Osmanlı şehirlerinde kaleler çok yönlü görevler yaparlardı. Van Kalesi, şehri, şehir halkını ve sefer için gerekli malzemenin muhafazası yanında, suç işleyenler için bir çeşit hapishane vazifesi görürdü. Nitekim Nisan 1568'de Tebriz'den gelip Van pazarında Hz. Muhammed'e küfrettiği sabit olan Şükrullah, Van Kalesi'ne hapsedilmişti. Yine Aralık 1577'de şah-kulu Alaeddin, suçundan dolayı Kaleye hapsedilmişti. Van Kalesi'nde kale görevlileri iç hisarda oturmakta olup sayıları şartlara göre değişmekteydi. Nitekim 1577'de Van'dan Erciş Kalesi'ne kale muhafızı gönderilirken, 1635'de Safevilerin Van'ı muhasarası, IV. Sultan Muradın Şark seferi sebepleriyle Van Kalesi'ne 100 nefer cebeci tayin edilmiştir. Kaledeki topçular, topçu başıları tarafından talim ve terbiye görmekteydi. Evliya Çelebi'ye göre yaz-kış tüm hisarlarla beraber Van Kalesi'nde 500 kişi nöbet beklemekte, kolluk tutan ağa ve çavuşların sayıları 24'ü bulmaktaydı. Bir saldırı olduğunda saldırıyı meşale yakmak, mehter çalmak gibi usullerle haber verirlerdi. Kale burcuna yağan karların süpürülmesi Kalede oturan Hıristiyanların göreviydi.
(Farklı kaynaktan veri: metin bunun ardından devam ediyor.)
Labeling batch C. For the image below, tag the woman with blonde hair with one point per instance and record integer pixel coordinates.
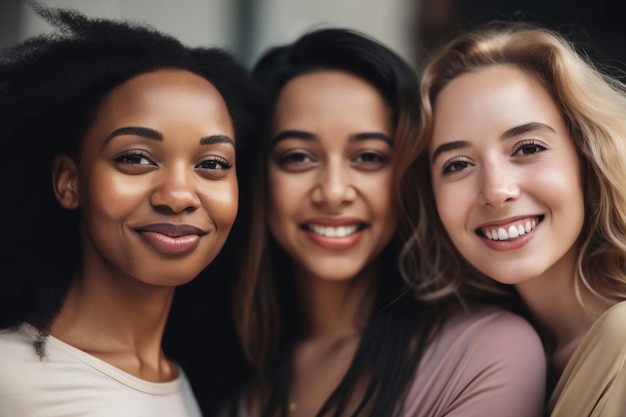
(523, 181)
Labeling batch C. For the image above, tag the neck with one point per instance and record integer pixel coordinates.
(119, 321)
(562, 316)
(334, 309)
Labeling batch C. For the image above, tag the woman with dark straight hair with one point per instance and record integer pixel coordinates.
(325, 313)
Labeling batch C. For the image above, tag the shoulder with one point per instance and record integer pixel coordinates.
(594, 379)
(611, 325)
(483, 361)
(491, 329)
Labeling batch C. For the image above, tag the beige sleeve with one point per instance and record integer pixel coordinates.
(594, 381)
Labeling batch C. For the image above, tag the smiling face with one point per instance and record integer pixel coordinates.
(506, 175)
(330, 174)
(156, 179)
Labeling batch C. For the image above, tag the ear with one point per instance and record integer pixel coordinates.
(65, 181)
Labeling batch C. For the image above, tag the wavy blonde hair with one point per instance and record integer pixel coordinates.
(593, 105)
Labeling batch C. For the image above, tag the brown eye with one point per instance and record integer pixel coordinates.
(529, 147)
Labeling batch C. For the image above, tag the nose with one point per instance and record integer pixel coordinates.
(175, 190)
(334, 186)
(499, 185)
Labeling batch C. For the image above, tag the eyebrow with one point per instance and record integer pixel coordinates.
(525, 128)
(292, 134)
(300, 134)
(148, 133)
(213, 139)
(144, 132)
(510, 133)
(448, 146)
(371, 135)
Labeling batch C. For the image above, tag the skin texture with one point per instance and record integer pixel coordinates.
(485, 179)
(125, 183)
(330, 167)
(489, 177)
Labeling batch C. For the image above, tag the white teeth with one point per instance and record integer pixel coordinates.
(512, 232)
(328, 231)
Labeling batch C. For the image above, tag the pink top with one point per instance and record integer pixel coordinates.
(484, 362)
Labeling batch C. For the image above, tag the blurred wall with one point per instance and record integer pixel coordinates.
(244, 26)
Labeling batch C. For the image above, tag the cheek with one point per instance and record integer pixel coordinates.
(108, 195)
(221, 201)
(447, 201)
(283, 194)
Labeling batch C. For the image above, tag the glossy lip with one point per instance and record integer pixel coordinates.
(506, 245)
(171, 239)
(335, 243)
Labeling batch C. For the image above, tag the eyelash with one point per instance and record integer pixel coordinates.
(216, 160)
(449, 165)
(132, 157)
(301, 159)
(525, 144)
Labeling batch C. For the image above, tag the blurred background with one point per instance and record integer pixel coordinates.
(410, 27)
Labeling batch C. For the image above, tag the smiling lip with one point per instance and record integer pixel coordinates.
(334, 233)
(171, 239)
(510, 235)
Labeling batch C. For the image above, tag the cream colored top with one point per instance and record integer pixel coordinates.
(68, 382)
(594, 381)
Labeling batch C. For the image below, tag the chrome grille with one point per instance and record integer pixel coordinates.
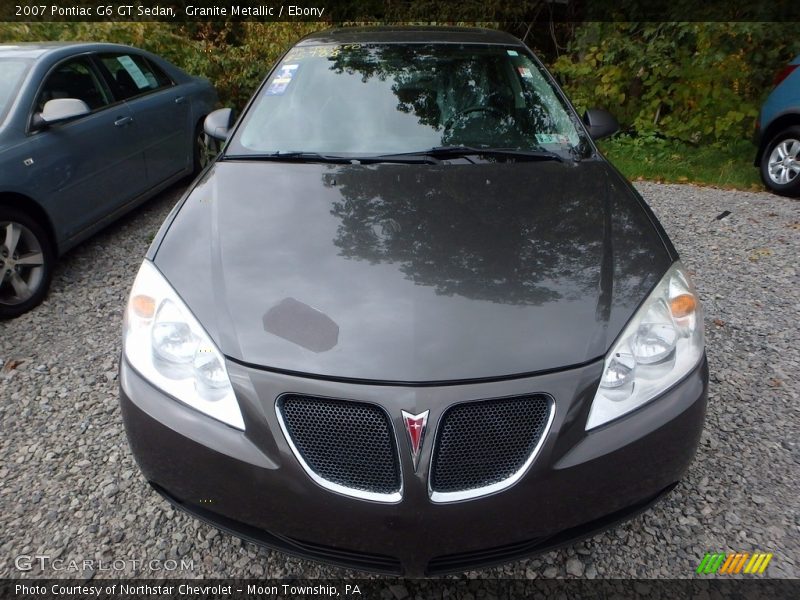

Kaleden Van Gölü'ne yol olup, buradaki iskeleden Erciş, Ahlat ve Adilcevaz'a gemiler işlemekteydi. Kanuni Sultan Süleyman'ın İkinci İran Seferinde, Lütfi Paşanın delaletiyle Van Gölü'nde yapılacak gemilerin inşası Mimar Sinan'a havale olunarak üç kadırga yapılmıştır. Yine bu asırda Urmi Gölü'nde bazı gemilerin yayılması Brodos beyine emrolunmakla Van'dan mimar ve reisler gönderilmesi istenmiştir.
Van Gölü'nde yapılacak gemilerin masrafı ve bu gemilerde çalışacak tayfanın ücretleri bazen Diyarbakır hazinesinden karşılanmaktaydı. Devlete ait bu gemilerin çoğunluğu odun naklinde kullanılmakta olup 1582'de gemi sayısının 7'ye çıkarılmasına çalışılmıştır. Hatta odun naklinde devlete ait gemiler kifayet etmediğinden halkın bu maksat için gemi yapmasına müsaade edilmiştir. Bir arşiv kaydından Van Gölü'nde Hakkari Beyi Zeynel Bey'in de kendi ihtiyacını karşılamak için gemi inşa ettiği anlaşılmaktadır.
XVI. Asırda Osmanlı idaresinde büyük bir inşa faaliyetine mazhar olan Van'da beylerbeylik yapmış kişilerin adlarını taşıyan cami, mescid ve türbelere rastlıyoruz. İç kalede eski bir manastırdan camiye çevrilerek Kanuni Sultan Süleyman tarafından yaptırılan Süleyman Han Cami bu asır eserlerinden olup, minaresi depremde yıkılınca Yeniçeri Ağası Ömer Ağa tarafından tamir ettirilmiştir. Bu asırda Van' ın en büyük cami olup Cami-i Kebir olarak da adlandırılan Ulu Cami, muhtemelen Karakoyunlular'dan Kara Yusuğun ilk saltanatı (1389-1400) yıllarında inşa edilmiştir. 1568'de tamamlanan Hüsrev Paşa Cami, Orta Kapının iç yüzünde, Paşa Sarayı'na yakın olup Van Beylerbeyi Hüsrev Paşa tarafından yaptırılmıştır. Cami, tek kubbeli yapılar grubuna girmekte olup Kurşunlu Camü olarak da anılmaktadır. Camiin etrafında onun adıyla anılan türbe ve medrese bulunmaktadır. Hüsrev Paşa Medresesi'nden başka şehirde şu medreseler bulunmaktadır : Ulu Cami Medresesi, Horhor Medresesi, Tebriz Kapu Medresesi, Abbas Ağa Medresesi ve Kaya Çelebi Medresesi'dir. Yolcuların konaklama ihtiyaçlarını gören Gümüş Hanı, Ahmed Han ve Kapan Han ile halkın temizlik ihtiyaçlarını gördüğü Çarşıbaşında Sultan Hamamı, Çifte Hamamı, Nakışlı Hamamı, Tebriz Kapısı yakınında Çukur Hamamı şehirdeki meşhur içtimai eserlerdendir.17.asırda bağlarda kullanılan suyun vergisi olan mîrâbâ (su öşrü) 26000 akçadır.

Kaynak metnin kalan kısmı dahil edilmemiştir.